New York City must continue to see and honor trans people’s identities. Identity documents are required for people to participate in society – to rent an apartment, access public benefits, open a bank account, enroll a child in school, or drive a vehicle. As the Trump administration seeks to deny trans people accurate IDs, the New York City Council must advance legislation that requires all city agencies to offer X gender markers and that ensures that every agency that collects gender or sex information offers an X designation. It must also pass legislation creating a pathway for correct gender markers on death certificates.

Further, the city must respect and protect trans people in jails by passing legislation that requires that city jails house people consistently with their gender identities and that staff respect people’s gender identities.

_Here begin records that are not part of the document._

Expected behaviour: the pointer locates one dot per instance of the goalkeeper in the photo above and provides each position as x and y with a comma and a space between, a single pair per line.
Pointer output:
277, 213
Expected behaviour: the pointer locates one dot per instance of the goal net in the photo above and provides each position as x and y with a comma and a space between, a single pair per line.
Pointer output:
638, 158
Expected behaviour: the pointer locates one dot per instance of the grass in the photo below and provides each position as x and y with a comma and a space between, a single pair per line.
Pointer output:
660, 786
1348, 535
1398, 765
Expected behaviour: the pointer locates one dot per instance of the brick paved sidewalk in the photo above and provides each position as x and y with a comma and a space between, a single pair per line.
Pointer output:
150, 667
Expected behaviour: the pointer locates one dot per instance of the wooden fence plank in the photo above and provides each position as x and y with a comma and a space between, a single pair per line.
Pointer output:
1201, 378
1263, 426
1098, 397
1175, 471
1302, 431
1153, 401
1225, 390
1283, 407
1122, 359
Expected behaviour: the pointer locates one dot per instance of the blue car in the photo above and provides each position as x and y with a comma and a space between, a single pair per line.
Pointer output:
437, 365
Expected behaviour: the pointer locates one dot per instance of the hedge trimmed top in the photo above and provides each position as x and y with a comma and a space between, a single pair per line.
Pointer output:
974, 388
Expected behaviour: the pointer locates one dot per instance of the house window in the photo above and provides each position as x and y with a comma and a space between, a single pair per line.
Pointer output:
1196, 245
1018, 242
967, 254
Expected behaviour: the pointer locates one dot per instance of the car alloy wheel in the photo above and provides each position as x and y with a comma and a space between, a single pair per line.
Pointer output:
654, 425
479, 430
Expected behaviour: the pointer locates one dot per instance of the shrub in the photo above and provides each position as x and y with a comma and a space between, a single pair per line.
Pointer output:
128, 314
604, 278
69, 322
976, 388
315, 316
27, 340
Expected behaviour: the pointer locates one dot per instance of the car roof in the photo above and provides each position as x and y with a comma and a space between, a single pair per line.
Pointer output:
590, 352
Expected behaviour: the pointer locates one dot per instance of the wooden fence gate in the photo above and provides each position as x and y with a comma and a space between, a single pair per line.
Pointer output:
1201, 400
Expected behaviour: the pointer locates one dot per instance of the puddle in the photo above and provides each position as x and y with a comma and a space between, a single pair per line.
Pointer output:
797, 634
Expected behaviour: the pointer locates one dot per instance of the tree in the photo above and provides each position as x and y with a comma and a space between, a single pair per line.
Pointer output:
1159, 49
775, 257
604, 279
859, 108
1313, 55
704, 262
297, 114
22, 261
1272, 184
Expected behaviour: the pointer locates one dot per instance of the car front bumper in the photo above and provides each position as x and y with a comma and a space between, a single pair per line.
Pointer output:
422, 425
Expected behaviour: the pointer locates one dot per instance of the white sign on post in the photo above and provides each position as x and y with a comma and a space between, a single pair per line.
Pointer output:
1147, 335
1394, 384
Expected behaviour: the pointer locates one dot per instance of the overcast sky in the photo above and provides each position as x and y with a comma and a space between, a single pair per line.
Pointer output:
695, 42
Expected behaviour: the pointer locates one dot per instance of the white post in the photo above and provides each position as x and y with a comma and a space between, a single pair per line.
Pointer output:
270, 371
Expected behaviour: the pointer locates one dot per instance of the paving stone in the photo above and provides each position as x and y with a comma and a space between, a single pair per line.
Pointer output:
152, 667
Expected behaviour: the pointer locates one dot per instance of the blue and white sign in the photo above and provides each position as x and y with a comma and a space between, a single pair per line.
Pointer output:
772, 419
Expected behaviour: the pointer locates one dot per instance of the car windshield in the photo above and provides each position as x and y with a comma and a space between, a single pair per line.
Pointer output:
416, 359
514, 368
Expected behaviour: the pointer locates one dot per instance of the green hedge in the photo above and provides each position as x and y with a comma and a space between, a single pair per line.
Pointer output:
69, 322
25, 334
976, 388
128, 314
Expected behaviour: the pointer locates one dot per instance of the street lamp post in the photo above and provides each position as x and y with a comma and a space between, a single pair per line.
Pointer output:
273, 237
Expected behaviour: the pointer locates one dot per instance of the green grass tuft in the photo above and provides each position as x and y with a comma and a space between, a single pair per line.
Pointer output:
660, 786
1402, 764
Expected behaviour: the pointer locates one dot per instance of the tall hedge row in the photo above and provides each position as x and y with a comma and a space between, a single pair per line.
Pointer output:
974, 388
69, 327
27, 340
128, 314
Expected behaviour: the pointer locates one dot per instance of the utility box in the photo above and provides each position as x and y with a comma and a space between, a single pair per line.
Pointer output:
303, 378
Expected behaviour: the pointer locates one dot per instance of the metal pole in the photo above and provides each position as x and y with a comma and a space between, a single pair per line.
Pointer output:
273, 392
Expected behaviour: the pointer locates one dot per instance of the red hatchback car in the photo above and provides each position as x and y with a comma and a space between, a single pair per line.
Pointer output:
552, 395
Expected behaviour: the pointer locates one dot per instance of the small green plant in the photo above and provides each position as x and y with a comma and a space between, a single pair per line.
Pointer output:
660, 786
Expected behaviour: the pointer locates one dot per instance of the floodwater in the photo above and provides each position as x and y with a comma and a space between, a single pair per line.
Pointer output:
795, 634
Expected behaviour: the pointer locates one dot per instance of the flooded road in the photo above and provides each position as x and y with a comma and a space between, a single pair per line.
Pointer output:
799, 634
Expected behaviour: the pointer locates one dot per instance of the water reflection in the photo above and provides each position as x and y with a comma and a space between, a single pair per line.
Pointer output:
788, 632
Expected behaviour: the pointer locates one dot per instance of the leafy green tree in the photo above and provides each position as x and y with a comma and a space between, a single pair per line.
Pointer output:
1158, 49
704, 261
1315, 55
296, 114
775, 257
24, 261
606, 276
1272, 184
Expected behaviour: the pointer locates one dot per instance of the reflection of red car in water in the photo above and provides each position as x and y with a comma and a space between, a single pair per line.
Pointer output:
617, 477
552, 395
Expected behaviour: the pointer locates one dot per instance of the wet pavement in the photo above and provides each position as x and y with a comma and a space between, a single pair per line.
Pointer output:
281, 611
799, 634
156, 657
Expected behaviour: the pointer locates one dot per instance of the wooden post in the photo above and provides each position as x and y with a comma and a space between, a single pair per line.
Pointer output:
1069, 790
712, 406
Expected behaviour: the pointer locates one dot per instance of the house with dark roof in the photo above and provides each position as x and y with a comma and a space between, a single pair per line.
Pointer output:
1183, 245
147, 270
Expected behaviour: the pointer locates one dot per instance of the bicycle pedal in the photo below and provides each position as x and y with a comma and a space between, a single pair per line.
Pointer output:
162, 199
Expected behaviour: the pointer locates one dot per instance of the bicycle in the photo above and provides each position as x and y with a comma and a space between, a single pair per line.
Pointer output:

Support New York City Families

Reproductive and gender justice requires that parents be able to raise their children in safe and affordable communities. Yet half of working-age households in New York City earn incomes insufficient to meet their basic needs. The New York City Administration for Children’s Services (ACS) too often targets and investigates families experiencing economic hardship—disproportionately Black families—subjecting these families to stressful and traumatic investigations, without being required to inform families of their rights. Children are too frequently removed from their homes because of poverty-related conditions, like food and housing insecurity or lack of access to childcare. The City Council must urgently pass legislation requiring ACS to inform families of their rights at the outset of child protective investigations.

The City Council must prioritize policies that support families’ ability to survive and thrive. The Council should pass legislation that guarantees access to affordable, high-quality childcare for all New York families, regardless of immigration status (as such care continues to be out of reach for over 80 percent of the city’s families), and that requires living wages for the childcare workforce, the majority of whom are women of color and a quarter of whom live in poverty. Further, ACS currently is responsible for both child protective services and the childcare delivery infrastructure in our city. The Council must take steps to disentangle childcare from ACS, as a truly accessible universal childcare program cannot require families to trust the same agency that is responsible for investigating and separating them with caring for their children.

Provide Pay Transparency

New York’s affordability crisis is not just about the price of groceries, housing, and childcare, it is also about how much people are paid. Latinas, Native women, and Black women make only 51 cents, 46 cents, and 63 cents, respectively, for every dollar white, non-Hispanic men make. Among other factors, pay secrecy thwarts pay equity by allowing employers to insert gender and racial biases, whether unconscious or not, into the salary setting process. The City Council should close loopholes in the city’s existing pay transparency law.